The Cost Of Misconception
Clinging to the outdated 5 ppm rule leads to avoidable inefficiencies:
- Overdesign and inflated CAPEX, as systems are oversized to compensate for a non-existent limitation.
- Preference for chemical scrubbers, increasing OPEX and generating hazardous waste streams.
- Misdiagnosis of failures, where media collapse or poor distribution are blamed on biology rather than design flaws.
By contrast, correctly engineered biofilters provide low-OPEX, low-chemical, and sustainable odour-control performance that meets modern environmental and social expectations.
Conclusion
The notion that biofilters fail once H₂S exceeds 5 ppm is scientifically indefensible. Acidification reflects normal biochemical oxidation, not system degradation. With engineered media, appropriate EBRT, and balanced irrigation, biofilters remain one of the most robust and sustainable technologies for odour control in wastewater and industrial applications.

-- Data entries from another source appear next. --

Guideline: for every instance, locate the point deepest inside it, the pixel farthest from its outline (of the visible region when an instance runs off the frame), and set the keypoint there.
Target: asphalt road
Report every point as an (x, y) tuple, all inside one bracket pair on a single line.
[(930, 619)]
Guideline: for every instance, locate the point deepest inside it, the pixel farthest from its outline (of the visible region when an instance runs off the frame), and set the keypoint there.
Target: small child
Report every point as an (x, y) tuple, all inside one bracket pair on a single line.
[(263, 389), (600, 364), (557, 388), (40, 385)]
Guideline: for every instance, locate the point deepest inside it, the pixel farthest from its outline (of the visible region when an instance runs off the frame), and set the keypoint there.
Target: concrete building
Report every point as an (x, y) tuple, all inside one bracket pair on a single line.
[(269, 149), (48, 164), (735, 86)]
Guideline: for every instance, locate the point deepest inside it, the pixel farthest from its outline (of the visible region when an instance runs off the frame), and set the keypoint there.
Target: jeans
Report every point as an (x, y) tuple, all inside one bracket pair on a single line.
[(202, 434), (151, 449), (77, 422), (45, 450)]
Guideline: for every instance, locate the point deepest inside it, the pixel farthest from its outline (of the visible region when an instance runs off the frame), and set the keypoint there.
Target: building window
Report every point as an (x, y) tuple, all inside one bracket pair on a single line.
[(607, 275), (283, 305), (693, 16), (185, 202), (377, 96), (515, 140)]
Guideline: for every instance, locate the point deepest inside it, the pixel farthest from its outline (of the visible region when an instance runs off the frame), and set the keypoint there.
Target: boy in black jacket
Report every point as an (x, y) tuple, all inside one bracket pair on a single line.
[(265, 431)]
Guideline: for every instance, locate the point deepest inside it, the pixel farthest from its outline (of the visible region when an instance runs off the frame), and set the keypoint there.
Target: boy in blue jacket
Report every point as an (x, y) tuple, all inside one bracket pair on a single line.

Accurate understanding of microbial ecology and media chemistry allows engineers to move beyond legacy design myths and focus on measurable, long-term performance.
Selected References
- Deshusses, M.A. (1997). Biological waste-air treatment in biofilters and biotrickling filters. Biotechnol. Prog., 13(3), 194–200.
- Kennes, C., & Veiga, M.C. (2001). Bioreactors for Waste Gas Treatment. Kluwer Academic.
- Stuetz, R., & Frechen, F. (2001). Odours in Wastewater Treatment: Measurement, Modelling and Control. IWA Publishing.
- Mudliar, S. et al. (2010). Bioreactors for treatment of VOCs and odours – A review. J. Environ. Manage., 91(5), 1039–1054.
- Nielsen, P.H. et al. (2019). Microbial communities in wastewater treatment plants. Nat. Rev. Microbiol., 17, 89–102.